For the past 18 months, five health boards and the Welsh Ambulance Service have been working on plans which would transform hospital services in South Wales and Powys under the banner 'The South Wales Programme'.
Under four options being considered, the programme suggests the best 'fit' would be to have specialist centres based at the University Hospital Wales in Cardiff, Morriston Hospital in Swansea, a new critical care centre in Cwmbran, Prince Charles Hospital in Merthyr Tydfil and the Princess of Wales Hospital in Bridgend.
Programme leaders say the Royal Glamorgan Hospital will retain an accident and emergency unit if the plans are approved, but that the level of care provided would be on the same level as a nurse-led minor injuries unit.

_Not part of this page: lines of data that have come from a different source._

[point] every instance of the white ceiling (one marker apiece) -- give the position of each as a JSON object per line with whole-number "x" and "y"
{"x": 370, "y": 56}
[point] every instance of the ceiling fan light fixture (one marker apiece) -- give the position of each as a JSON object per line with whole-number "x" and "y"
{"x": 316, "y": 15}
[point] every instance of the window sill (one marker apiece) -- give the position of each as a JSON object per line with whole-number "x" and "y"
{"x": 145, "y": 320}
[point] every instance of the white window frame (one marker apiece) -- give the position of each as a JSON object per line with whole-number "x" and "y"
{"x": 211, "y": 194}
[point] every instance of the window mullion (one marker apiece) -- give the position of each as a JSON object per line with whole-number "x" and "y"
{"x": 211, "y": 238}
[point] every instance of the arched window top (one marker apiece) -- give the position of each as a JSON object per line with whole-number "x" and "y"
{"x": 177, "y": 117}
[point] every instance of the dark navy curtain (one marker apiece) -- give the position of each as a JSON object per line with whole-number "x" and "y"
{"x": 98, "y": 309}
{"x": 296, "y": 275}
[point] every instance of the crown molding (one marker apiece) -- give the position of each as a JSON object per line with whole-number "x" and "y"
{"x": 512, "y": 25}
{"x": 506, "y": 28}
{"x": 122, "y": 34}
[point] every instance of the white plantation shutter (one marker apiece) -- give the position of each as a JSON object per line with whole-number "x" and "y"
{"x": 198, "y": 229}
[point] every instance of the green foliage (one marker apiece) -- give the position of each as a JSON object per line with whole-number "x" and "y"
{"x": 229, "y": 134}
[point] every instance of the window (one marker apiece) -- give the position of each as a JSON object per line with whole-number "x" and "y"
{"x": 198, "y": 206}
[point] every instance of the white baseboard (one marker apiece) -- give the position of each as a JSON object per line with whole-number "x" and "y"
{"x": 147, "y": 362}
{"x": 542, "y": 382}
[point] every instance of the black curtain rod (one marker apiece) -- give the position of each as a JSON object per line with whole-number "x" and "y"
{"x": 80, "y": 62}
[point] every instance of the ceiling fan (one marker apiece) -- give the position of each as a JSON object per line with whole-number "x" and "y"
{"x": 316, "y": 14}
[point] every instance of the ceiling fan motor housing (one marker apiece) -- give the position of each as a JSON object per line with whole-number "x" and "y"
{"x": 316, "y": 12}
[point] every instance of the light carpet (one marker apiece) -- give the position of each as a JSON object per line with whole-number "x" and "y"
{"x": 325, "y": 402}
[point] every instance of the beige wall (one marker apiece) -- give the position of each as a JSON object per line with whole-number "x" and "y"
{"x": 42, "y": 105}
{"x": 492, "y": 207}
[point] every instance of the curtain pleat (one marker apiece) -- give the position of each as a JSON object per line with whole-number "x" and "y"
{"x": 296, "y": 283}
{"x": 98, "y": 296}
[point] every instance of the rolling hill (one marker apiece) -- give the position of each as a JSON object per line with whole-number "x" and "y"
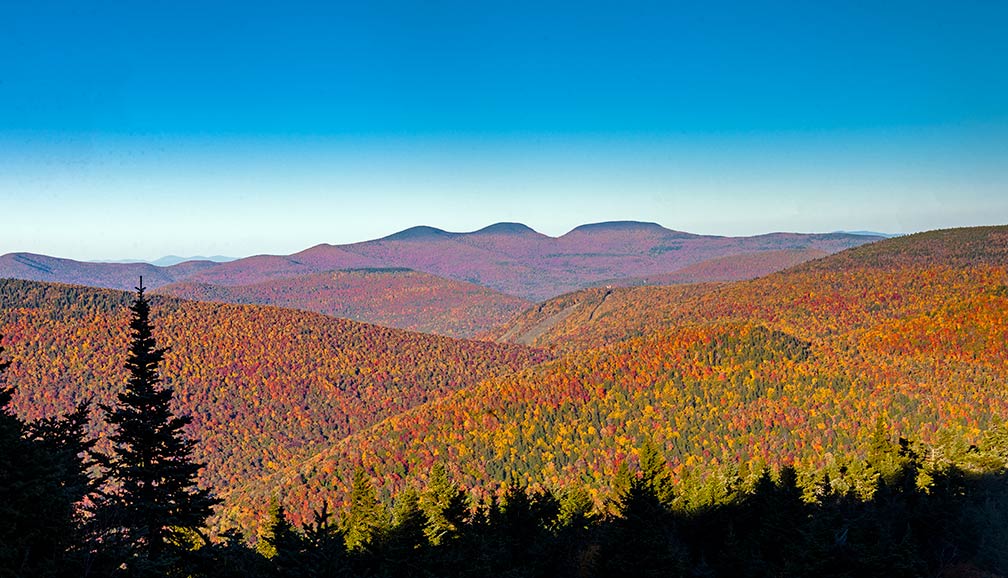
{"x": 392, "y": 298}
{"x": 265, "y": 385}
{"x": 507, "y": 257}
{"x": 799, "y": 367}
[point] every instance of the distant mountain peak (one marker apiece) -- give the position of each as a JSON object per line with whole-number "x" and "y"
{"x": 415, "y": 233}
{"x": 620, "y": 226}
{"x": 506, "y": 229}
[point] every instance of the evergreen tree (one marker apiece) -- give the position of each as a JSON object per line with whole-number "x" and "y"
{"x": 365, "y": 517}
{"x": 445, "y": 505}
{"x": 37, "y": 518}
{"x": 153, "y": 506}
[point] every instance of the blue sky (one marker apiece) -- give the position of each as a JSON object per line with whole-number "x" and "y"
{"x": 134, "y": 130}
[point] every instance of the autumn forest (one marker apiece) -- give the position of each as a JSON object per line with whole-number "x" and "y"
{"x": 817, "y": 406}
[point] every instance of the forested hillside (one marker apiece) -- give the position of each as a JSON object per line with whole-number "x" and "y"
{"x": 389, "y": 297}
{"x": 799, "y": 367}
{"x": 264, "y": 385}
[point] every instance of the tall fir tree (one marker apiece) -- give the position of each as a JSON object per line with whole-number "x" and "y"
{"x": 365, "y": 517}
{"x": 154, "y": 506}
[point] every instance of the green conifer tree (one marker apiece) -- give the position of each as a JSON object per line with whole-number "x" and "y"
{"x": 365, "y": 518}
{"x": 446, "y": 506}
{"x": 154, "y": 506}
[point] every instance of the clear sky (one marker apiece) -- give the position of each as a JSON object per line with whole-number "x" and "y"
{"x": 138, "y": 129}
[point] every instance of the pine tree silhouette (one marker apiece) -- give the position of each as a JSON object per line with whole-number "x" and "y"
{"x": 154, "y": 506}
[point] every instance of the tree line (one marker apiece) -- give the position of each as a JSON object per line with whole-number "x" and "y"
{"x": 136, "y": 509}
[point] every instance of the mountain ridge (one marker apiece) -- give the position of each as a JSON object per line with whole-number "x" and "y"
{"x": 507, "y": 257}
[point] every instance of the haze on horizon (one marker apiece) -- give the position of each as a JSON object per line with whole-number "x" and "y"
{"x": 139, "y": 131}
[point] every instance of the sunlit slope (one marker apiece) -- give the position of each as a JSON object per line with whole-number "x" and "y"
{"x": 797, "y": 367}
{"x": 263, "y": 384}
{"x": 826, "y": 297}
{"x": 389, "y": 297}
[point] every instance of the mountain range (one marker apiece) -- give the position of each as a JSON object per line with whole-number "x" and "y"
{"x": 798, "y": 366}
{"x": 461, "y": 284}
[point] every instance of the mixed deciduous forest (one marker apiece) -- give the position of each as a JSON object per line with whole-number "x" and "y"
{"x": 845, "y": 417}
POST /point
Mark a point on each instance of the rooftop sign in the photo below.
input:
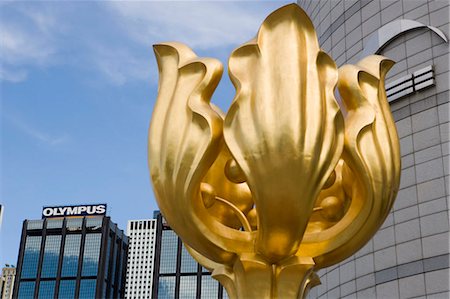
(74, 211)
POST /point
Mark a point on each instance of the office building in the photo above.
(72, 252)
(409, 256)
(1, 215)
(7, 282)
(141, 236)
(176, 273)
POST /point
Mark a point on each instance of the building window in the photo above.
(31, 257)
(188, 264)
(67, 289)
(210, 287)
(166, 287)
(169, 247)
(188, 287)
(54, 223)
(26, 290)
(46, 289)
(51, 255)
(87, 289)
(91, 254)
(71, 255)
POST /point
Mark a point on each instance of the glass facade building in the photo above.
(141, 234)
(80, 257)
(409, 255)
(176, 274)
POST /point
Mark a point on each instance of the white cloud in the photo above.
(24, 42)
(114, 39)
(200, 25)
(35, 133)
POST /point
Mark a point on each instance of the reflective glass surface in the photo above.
(225, 294)
(67, 289)
(54, 223)
(51, 255)
(87, 289)
(46, 289)
(35, 224)
(71, 255)
(31, 256)
(188, 264)
(169, 246)
(74, 224)
(210, 287)
(108, 249)
(166, 287)
(91, 254)
(188, 287)
(26, 290)
(94, 223)
(113, 265)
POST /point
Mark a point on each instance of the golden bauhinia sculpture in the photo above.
(290, 180)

Other services affected include complex in-patient children's services and consultant-led maternity and neonatal care.
Clinicians acknowledge that although some services could be removed from the Royal Glamorgan, others could be transferred there from other hospitals in South Wales.
Dr Graham Shortland, Executive Medical Director for Cardiff & Vale UHB
Doctors say the proposals are about providing the best care to patients all the time, as the current system isn't sustainable.
Already some are calling this a 'downgrade' of the Royal Glamorgan Hospital, although clinicians leading the programme say that is not the case.
But they acknowledged it could be a 'hard sell' to those who feel angry, and say they must work on informing the public.
Grant Robinson, Medical Director of Aneurin Bevan Health Board
I recognise that people will be angry and people will demand answers to why we're doing this. And it's up to us, through the consultation process, to provide that information.